Having just reached the age of 67, I am now two-thirds of the way to being a centenarian. I have my “bucket list” for the rest of my days. Yet, sheer reality makes me realize I need to strike some items from the list. (Will I ever get to Greece, take a cruise or see the pyramids?)

But let’s look back for a moment. Each of us should make an inventory of the things we have done, seen or experienced in the years heretofore. It can be heartening and a reminder that life is a journey of large and small moments. Accomplishments, serendity joys, satisfaction moments, setbacks.

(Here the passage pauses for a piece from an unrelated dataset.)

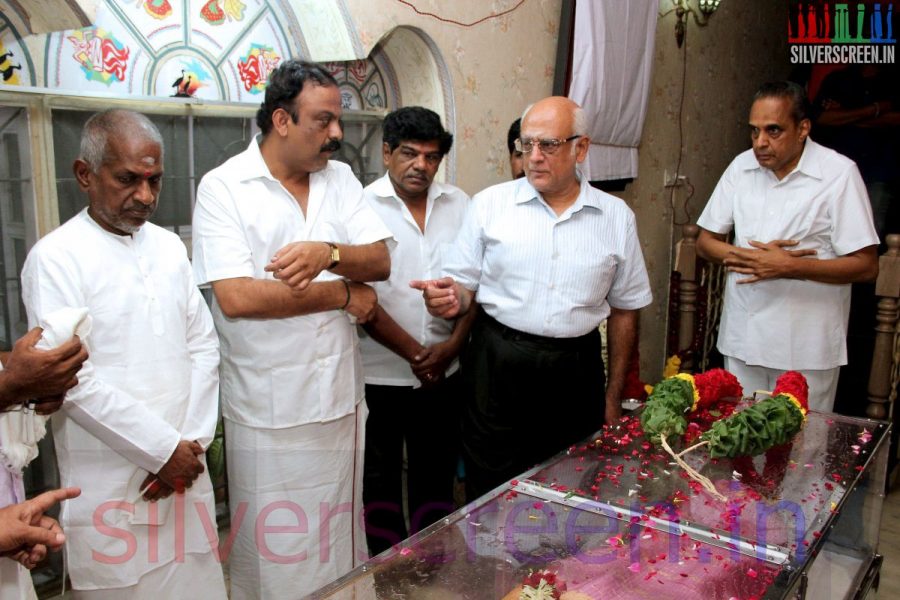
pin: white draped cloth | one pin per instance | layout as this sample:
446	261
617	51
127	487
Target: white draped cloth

I’ve been in the White House three times, stood inside the Statue of Libery three times, beheld Paris from the Eiffel Tower, walked the grand streets of Buenos Aires, Argentina, and attended some competition at the Olympic Games in Mexico City in 1968. I’ve seen Big Ben, Stonehenge, Buckingham Palace, the door to No. 10 Downing Street, Michaelangelo’s original statue of David in Florence, and the tombs of George Washington and Abraham Lincoln. I watched the changing of the guard at the Tomb of the Unknown Soldier, beheld the art treasures of the Louvre in Paris and witnessed Niagara Falls and Brazil’s majestic Iguazu Falls. I’ve ridden on a gondola in the canals of Venice, enjoyed Zoolights at the Phoenix Zoo. I have walked in Time Square, beheld Central Park from the rooftop of the Empire State Building and sauntered through Greenwich Village at night. I owned a red ’65 Ford Mustang convertible for 17 years. I went 31 working years without a sick day. I’ve gotten to meet and talk to Mother Teresa, the Dalai Lama, Shirley Temple Black, Roy Rogers and Dale Evans, TV preacher Joel Osteen, actor Steven Baldwin, President George W. Bush, Watergate bad-boy Charles Colson, and the Peace Corps’ first director and one-time U.S. vice presidential candidate Sargent Shriver, not to mention its 10th director, Loret Ruppe.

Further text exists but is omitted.